Summer’s not really over yet, but the season changed at Circle of Hope’s Public Meeting last night and I’m ready to move into the fall.  Sorry to those of you who haven’t gone on vacation yet.  I feel a bit like the guy who asks “How was your weekend?” on Sunday afternoon.  Forgive me.

I spent the Pentecost season off of Facebook (and this blog, instagram, tumblr, twitter etc.).  It was a communal experiment among the pastors and a few other leaders at Circle of Hope.  We wanted to unplug to see if our disconnection hurt us at all.  Does facebook as a medium actually help our cause, or do we spend a lot of time shouting into the void when we could be making real-er connections?  We want to be the media which for me means I want to know people and I want people to know me.  I believe that in a relationship with me or someone like me people have the best chance of meeting Jesus.  This summer I wanted to see how the virtual relating of facbookland worked by letting it not work for a while.

The most notable changes occurred within me and my habits.  Without the distraction of facebook I was more productive.  I read more books.  I started a new cell and hung out with those new people in my life.  I got out into Philadelphia on the Circle of Hope Summer Tour and I didn’t worry about the storytelling of the experience before the experience was over.  I was in the moment, relating to the people around me as I was with them.  I did not triangulate a thousand people into our interactions.  I have to admit that I am an image conscious person.  I worry about what people will think.  Facebook plays into this character trait by encouraging me to manage a virtual image of myself; and because I am a leader of a community, I manage an image of Circle of Hope too.

Image management isn’t all bad.  I want to be received well by all sorts of people so that I might speak into their life after earning a place of trust.  I want to be a conspicuous force for good in the world so people will see my good deeds and glorify my father in heaven.  I know for certain I can do these things without facebook, but I’ve decided to do it with facebook again because it’s a way that people relate and it’s the only way I relate to some of the people I barely know or knew well before they or I moved away.

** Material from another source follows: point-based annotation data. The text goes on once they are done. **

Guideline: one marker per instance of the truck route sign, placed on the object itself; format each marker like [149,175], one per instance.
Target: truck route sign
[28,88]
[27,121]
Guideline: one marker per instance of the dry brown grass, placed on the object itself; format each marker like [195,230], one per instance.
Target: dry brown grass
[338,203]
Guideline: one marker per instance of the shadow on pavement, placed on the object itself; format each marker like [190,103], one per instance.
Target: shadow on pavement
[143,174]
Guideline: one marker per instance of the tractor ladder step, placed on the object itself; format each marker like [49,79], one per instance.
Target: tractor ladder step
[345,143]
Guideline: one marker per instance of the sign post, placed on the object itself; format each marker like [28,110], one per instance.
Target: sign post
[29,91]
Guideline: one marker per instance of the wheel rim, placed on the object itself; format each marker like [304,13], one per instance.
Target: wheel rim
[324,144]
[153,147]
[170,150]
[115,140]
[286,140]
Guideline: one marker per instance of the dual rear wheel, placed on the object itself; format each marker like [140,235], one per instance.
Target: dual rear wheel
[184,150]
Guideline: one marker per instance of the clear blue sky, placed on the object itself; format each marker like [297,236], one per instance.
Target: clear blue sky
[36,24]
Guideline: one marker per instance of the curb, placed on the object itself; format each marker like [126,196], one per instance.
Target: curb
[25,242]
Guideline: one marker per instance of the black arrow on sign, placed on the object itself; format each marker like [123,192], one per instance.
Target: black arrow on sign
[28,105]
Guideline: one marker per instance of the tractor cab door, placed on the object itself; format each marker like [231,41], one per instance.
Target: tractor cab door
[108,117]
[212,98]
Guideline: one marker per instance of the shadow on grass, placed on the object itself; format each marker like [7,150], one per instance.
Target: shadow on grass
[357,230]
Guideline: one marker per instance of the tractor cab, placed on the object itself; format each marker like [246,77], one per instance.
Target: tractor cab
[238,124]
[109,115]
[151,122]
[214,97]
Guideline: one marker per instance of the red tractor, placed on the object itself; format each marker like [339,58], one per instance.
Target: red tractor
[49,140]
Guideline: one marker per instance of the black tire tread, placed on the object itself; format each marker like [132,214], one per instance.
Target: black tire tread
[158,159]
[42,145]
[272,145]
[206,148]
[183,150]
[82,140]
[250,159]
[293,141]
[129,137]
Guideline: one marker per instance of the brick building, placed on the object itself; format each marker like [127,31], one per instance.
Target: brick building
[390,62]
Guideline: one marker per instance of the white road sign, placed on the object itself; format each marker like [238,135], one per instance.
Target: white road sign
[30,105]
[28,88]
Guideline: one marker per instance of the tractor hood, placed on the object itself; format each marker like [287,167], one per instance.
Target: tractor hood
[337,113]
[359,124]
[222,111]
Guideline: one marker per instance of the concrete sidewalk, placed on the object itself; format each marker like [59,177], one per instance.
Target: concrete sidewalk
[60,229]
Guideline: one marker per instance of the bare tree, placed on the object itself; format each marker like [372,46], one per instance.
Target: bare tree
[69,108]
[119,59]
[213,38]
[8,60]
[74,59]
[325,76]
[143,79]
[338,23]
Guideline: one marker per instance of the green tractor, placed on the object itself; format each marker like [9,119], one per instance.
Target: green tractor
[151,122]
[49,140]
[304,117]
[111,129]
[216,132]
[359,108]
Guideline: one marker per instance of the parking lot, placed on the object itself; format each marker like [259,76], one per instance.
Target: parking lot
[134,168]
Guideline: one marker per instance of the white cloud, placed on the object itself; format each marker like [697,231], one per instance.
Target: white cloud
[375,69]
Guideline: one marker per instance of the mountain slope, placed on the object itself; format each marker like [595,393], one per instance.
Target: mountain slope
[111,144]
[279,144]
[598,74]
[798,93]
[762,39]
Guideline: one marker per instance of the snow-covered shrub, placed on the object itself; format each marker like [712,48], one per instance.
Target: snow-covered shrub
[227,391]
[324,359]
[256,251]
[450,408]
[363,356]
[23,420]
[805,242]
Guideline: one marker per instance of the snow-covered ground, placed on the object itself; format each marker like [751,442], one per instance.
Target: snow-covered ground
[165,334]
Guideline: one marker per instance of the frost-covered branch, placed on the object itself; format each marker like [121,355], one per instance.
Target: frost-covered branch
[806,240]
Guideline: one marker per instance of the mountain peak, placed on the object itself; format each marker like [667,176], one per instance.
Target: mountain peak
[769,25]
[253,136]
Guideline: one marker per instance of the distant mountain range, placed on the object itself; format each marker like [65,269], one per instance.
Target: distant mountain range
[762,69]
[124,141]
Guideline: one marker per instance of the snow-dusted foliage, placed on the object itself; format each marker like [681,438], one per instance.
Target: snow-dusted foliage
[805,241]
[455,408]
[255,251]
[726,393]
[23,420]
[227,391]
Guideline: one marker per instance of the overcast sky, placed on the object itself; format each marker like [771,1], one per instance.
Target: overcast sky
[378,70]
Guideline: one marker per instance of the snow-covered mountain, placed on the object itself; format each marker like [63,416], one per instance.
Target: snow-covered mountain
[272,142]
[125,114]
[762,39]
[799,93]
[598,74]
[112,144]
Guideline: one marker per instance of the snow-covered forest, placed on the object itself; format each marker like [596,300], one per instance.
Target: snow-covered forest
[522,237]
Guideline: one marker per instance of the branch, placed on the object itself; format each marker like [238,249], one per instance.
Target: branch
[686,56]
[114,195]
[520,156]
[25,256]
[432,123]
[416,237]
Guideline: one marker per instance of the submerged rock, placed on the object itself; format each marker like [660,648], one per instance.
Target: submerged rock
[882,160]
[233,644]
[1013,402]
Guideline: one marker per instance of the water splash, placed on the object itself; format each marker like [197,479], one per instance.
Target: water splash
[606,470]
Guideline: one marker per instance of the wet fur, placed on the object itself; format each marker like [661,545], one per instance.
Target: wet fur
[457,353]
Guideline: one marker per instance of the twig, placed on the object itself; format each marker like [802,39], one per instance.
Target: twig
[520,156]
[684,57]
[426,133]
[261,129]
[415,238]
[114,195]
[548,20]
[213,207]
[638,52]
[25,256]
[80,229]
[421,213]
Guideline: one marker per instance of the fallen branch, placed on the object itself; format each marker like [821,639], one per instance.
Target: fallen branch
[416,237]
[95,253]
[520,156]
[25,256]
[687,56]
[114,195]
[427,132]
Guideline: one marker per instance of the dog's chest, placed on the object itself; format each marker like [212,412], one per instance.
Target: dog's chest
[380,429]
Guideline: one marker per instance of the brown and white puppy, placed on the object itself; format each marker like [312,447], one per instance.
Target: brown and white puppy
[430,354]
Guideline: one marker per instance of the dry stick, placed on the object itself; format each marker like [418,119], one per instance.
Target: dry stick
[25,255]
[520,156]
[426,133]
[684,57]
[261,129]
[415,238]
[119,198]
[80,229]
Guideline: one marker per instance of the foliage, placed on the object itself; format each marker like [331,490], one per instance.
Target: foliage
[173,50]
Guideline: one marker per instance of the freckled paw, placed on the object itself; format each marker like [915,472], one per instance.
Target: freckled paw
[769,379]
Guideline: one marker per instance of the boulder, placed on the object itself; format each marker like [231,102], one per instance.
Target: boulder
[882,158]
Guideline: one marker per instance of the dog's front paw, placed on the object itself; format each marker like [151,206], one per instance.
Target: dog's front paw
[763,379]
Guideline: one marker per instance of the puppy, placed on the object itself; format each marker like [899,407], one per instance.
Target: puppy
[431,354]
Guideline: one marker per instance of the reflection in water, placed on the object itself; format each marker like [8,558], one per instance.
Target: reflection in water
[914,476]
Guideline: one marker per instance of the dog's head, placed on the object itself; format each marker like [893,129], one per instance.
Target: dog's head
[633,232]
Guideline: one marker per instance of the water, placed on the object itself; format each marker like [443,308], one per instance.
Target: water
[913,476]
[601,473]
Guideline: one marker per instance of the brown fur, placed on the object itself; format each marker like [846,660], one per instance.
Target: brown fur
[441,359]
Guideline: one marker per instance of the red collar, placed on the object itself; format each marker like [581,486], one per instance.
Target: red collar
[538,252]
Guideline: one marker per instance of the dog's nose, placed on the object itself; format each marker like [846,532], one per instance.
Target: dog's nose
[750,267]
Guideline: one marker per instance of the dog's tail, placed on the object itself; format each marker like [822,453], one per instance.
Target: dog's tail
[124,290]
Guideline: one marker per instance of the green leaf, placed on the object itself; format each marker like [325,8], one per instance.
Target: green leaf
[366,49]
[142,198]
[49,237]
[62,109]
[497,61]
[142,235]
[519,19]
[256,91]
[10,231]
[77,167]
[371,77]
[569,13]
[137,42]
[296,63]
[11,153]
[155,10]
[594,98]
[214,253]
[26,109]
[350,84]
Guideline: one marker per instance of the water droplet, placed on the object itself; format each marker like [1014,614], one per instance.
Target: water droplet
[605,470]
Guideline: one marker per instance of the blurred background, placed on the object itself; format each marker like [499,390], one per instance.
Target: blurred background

Facebook is a very dangerous tool.  It can suck me in and begin to make me who I am.  I can begin to be an image of myself rather than the me I really am now.  This is the easiest way for the enemy to undermine me.  If I can’t do it to a perfect standard; if I can’t be the person I wish I was, then I might as well wallow in my sin, or my ineffective strategy, or  whatever else is currently unhealthy in my life.  That’s enough reason for me not to go back.  Put that on top of the image that the marketers are making of me–the detailed niche market of Benjamin White that has extended from ads to the actual news feeds of my friends.  I now only see what they want me to see from private users too.  Everything filtered, manicured, marketed and algorhythm-ed for my viewing pleasure and for facebook’s maximized profit.  A dangerous tool indeed.  But I’ve read the instruction manual, I’ve got my safety goggles on, a bit clearer now after a season away and I’m ready to relate again there too.  I’ll probably see you there but let’s not keep it there. okay?